With Trump’s recent election, which could drive inflation, questions remain about the extent of future rate cuts. Although the Fed does not expect the administration to directly impact its policy, potential economic growth under Trump could influence rate trajectories. Powell reaffirmed his intention to maintain Fed independence despite the political shift.

Stocks in Brief

  • Nvidia (+2.25%): Maintains its position as the largest company by market capitalization.
  • Tesla (+2.90%): Benefits from potential deregulation under Trump.
  • Intel (+4.71%) and AMD (+3.25%): Semiconductors rise with growth prospects.
  • Trump Media and Technology Group (-22.97%): High volatility, down after a peak on Wednesday.
  • Lyft (+22.85%): Significant jump following positive results and forecasts.
  • Warner Bros Discovery (+11.81%): Gains due to 7.2 million new subscribers to Max.
  • S&P/TSX (+208.48 points): Driven by technology and metals, supported by rising oil.
  • Canadian dollar rose to 72.12 cents USD.
  • In New York, crude oil rose by 67 cents to reach $72.36 per barrel.
  • Gold increased by $29.50 to $2,705.80 per ounce, and copper jumped 18 cents to $4.43 per pound.

Friday

At the open Friday, U.S. stocks were mostly stable, with the S&P 500 and Nasdaq Composite holding near their historic highs, fueled by a postelection rally and the Federal Reserve's recent rate cut. These two indexes continue to benefit from the optimism around the anticipated pro-growth policies of President-elect Donald Trump and hopes for deregulation.

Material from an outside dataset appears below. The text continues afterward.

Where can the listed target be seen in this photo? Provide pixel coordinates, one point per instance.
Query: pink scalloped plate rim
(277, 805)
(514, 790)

  • S&P 500: Up approximately 4.3% for the week.
  • Dow Jones: Increasing by nearly 4%, marking its best week since November 2023.
  • Nasdaq Composite: Leading with a 5.6% gain, thanks to strong performance in the tech sector.

Conclusion

This week has been notable for U.S. markets, driven by a historic postelection rally and investor optimism surrounding Trump’s anticipated domestic growth policies. The S&P 500, Dow Jones, and Nasdaq Composite are on track for their best weekly gains in nearly a year, as investors anticipate potential deregulation and favorable tax policies under a Republican administration. However, concerns about inflation risks tied to proposed tariffs and the growing federal deficit are beginning to emerge, with the Fed maintaining caution regarding further rate cuts.